What a different country that would be overnight. But Trump lives on the extremes. His motive seems to be to tear us apart, he never tries to bring us together. He won’t speak to me.
Still, Ginsburg’s ghost might be one of the most important turns in the election. Biden is now fighting for her legacy, not just his own. And that is a new and very different story.
Having a hero to so many people changes everything. Donald Trump is unwisely betraying every belief and purpose Ginsburg had in her life.
It’s one of the great ironies of history that people most love their heroes when they die.
Trump has unleashed something he neither respects nor understands. Just put your finger up in the air and feel the wind.
His disrespect for Ginsburg and what she stood for, his failure to grasp the meaning of her, will haunt him and cost him dearly, no matter who he tries to appoint to the U.S. Supreme Court.
When you do what he is doing to a hero, you create yet another movement. There is no magic wand. There is no turning back.

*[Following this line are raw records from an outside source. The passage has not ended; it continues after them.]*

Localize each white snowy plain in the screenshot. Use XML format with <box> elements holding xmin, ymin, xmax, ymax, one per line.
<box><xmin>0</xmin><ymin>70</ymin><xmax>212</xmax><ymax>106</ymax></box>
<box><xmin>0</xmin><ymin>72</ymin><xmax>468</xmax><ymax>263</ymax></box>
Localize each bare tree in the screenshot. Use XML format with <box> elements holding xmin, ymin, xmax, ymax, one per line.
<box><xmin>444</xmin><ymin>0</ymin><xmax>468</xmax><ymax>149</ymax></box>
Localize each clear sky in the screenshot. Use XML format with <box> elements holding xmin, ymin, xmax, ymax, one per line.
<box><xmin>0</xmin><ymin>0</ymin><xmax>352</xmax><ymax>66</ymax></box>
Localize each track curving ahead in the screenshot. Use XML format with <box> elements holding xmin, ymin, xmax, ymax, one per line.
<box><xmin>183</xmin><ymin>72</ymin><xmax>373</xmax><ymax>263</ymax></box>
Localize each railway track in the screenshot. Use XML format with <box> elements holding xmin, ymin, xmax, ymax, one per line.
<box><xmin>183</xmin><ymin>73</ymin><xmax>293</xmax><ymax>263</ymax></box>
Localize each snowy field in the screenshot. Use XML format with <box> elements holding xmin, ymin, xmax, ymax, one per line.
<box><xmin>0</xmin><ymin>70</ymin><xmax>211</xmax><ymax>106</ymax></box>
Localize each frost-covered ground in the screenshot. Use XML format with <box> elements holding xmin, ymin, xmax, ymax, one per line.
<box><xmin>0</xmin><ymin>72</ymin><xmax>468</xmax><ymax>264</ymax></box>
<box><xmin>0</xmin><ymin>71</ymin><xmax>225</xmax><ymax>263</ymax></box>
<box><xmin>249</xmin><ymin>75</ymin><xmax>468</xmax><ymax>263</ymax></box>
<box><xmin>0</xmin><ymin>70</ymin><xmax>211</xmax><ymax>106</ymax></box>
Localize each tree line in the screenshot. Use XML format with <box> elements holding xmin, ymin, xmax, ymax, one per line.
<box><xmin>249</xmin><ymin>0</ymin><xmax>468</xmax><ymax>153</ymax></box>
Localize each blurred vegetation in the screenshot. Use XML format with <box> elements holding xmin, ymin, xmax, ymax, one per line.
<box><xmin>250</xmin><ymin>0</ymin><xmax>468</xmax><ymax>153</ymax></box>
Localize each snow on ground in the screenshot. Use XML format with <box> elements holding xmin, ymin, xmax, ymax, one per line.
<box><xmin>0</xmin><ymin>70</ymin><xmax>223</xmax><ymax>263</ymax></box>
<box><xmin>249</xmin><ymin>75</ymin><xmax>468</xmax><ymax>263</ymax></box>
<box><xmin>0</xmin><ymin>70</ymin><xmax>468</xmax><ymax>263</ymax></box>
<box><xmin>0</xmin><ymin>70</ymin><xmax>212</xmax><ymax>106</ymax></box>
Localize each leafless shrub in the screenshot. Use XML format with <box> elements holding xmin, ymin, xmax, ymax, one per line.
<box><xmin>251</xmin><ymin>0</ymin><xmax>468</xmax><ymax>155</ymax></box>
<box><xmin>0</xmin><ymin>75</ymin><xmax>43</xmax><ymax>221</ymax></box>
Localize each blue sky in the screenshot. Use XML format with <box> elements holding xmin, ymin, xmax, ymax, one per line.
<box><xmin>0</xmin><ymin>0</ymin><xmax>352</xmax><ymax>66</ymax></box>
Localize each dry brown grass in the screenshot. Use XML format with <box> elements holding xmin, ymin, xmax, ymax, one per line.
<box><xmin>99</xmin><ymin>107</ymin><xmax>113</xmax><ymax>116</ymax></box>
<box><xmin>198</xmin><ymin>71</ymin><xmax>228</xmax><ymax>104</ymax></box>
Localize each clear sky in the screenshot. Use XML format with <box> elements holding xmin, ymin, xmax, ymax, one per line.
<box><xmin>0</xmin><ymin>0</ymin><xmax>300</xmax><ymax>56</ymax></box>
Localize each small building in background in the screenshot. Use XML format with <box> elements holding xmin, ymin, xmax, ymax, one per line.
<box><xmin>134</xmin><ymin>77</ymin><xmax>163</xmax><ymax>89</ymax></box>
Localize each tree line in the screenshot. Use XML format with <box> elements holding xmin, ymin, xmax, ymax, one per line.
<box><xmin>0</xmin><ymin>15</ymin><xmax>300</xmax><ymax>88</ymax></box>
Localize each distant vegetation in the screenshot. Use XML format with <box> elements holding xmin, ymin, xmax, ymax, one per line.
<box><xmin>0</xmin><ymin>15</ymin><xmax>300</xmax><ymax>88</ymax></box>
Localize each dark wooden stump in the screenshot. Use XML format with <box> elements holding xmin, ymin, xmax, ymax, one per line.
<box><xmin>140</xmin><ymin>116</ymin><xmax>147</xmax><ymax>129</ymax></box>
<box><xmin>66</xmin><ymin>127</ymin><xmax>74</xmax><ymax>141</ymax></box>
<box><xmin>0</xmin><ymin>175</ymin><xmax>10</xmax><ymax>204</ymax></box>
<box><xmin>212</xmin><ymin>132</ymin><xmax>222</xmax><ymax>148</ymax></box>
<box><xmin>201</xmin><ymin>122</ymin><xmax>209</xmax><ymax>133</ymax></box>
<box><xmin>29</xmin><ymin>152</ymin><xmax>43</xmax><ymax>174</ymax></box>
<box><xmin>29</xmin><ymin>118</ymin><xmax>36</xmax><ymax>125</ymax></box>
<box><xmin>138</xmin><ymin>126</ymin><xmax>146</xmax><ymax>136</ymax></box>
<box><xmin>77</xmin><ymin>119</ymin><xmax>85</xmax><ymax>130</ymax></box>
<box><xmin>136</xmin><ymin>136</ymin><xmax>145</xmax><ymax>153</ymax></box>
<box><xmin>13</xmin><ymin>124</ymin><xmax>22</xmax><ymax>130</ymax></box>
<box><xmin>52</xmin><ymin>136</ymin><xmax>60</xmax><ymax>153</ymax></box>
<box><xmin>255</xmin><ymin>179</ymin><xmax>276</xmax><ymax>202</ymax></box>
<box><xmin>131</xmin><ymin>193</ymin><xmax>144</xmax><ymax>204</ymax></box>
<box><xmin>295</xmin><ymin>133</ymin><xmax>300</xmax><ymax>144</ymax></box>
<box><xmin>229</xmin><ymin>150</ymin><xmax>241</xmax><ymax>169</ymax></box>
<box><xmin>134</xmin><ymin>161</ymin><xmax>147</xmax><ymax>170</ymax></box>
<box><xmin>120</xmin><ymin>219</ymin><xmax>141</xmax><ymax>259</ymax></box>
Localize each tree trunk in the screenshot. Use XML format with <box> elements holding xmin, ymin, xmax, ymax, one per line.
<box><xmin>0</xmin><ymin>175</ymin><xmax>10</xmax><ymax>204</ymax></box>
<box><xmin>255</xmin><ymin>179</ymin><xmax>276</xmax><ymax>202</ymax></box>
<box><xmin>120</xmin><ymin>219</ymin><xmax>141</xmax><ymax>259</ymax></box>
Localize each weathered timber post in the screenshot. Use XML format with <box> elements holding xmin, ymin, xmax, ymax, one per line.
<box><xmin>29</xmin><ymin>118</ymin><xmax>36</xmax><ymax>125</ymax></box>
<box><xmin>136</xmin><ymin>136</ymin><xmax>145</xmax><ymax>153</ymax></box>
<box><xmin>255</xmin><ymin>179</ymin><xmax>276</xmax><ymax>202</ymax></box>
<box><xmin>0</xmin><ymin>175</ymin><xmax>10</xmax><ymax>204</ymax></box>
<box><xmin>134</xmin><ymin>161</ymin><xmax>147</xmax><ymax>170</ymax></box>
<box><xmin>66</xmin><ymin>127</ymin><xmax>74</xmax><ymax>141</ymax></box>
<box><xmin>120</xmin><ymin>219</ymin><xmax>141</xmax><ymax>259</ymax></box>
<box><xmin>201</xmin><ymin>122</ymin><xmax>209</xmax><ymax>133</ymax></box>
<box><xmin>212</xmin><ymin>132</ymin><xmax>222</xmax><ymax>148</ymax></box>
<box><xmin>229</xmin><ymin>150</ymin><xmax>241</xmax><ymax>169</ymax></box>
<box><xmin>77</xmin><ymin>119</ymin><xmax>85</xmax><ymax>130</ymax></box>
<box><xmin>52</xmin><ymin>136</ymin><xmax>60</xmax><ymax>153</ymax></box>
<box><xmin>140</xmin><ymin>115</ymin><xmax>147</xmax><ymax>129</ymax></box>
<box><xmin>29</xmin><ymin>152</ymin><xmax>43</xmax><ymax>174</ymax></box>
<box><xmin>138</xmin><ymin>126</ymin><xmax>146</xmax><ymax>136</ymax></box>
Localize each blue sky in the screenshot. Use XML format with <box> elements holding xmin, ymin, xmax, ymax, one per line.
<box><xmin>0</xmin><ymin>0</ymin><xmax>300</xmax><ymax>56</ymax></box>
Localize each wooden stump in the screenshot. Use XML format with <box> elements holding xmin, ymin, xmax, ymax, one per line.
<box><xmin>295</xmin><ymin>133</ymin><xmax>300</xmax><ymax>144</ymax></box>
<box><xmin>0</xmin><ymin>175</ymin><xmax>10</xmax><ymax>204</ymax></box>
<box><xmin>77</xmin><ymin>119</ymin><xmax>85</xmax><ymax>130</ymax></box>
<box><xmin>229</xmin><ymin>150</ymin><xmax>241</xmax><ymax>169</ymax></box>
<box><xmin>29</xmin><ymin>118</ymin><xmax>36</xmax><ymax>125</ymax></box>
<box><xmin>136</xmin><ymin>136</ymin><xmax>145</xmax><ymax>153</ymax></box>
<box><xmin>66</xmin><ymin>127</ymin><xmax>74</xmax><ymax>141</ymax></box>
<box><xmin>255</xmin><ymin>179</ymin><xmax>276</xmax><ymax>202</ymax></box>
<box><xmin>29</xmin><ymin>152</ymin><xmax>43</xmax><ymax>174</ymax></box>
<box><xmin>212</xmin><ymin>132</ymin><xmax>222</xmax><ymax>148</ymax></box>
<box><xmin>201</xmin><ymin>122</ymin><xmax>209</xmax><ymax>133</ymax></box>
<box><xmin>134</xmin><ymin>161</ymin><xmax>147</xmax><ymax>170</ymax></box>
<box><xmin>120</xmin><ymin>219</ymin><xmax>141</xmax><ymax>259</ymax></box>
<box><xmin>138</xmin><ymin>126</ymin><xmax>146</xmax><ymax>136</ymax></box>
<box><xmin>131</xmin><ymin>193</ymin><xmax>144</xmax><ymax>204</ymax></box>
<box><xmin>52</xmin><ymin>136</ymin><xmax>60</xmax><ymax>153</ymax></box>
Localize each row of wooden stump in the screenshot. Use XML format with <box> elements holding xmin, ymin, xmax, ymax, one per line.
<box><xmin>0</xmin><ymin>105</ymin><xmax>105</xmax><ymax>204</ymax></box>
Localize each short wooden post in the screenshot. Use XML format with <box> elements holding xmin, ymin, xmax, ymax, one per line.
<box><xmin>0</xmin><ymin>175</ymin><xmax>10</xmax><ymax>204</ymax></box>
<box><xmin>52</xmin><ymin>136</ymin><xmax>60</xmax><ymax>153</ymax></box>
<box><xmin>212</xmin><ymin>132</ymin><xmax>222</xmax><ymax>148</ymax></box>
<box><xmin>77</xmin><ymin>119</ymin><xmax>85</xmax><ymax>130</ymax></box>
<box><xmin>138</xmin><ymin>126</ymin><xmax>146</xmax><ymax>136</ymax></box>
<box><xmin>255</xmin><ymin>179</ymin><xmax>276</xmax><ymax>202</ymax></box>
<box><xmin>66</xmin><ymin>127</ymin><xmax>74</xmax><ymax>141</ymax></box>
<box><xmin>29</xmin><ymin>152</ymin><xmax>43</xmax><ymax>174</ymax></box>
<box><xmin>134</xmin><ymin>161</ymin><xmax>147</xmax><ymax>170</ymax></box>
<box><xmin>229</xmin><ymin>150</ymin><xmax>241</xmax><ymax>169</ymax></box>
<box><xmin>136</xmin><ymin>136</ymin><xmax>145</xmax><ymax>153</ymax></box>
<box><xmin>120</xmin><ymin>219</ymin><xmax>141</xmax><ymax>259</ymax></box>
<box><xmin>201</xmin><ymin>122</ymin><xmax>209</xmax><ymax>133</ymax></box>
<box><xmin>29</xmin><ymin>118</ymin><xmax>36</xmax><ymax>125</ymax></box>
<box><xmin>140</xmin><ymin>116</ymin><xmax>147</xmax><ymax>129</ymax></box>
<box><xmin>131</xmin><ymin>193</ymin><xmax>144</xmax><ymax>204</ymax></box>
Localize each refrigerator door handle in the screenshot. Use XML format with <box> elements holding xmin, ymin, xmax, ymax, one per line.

There’s always hope. Here’s my hope list. (1) Nancy Pelosi and Elizabeth Warren are scheming. (2)Two senators have already spoken against this. Rumor has it there may be a couple others. (3) Public opinion is raging against Trump’s decision. (4) There may not be enough time. Votes are already being submitted. Let’s be patient and see how this plays out; it’s not over until the fat lady sings.
Ruth Ginsberg is a hero. Women like Ginsberg paved the way for women to have careers not just babies. I hope young professional women realize this. I was told I was a bad mother for wanted to go to college in my 20’s. A college educated mother certainly would have helped my children when my husband and I divorced and I was left in shambles financially.
We are going through cancer in our home. Ruth could not have felt well but yet she kept hanging in there and kept her seat on the Supreme Court. We all owe her a lot.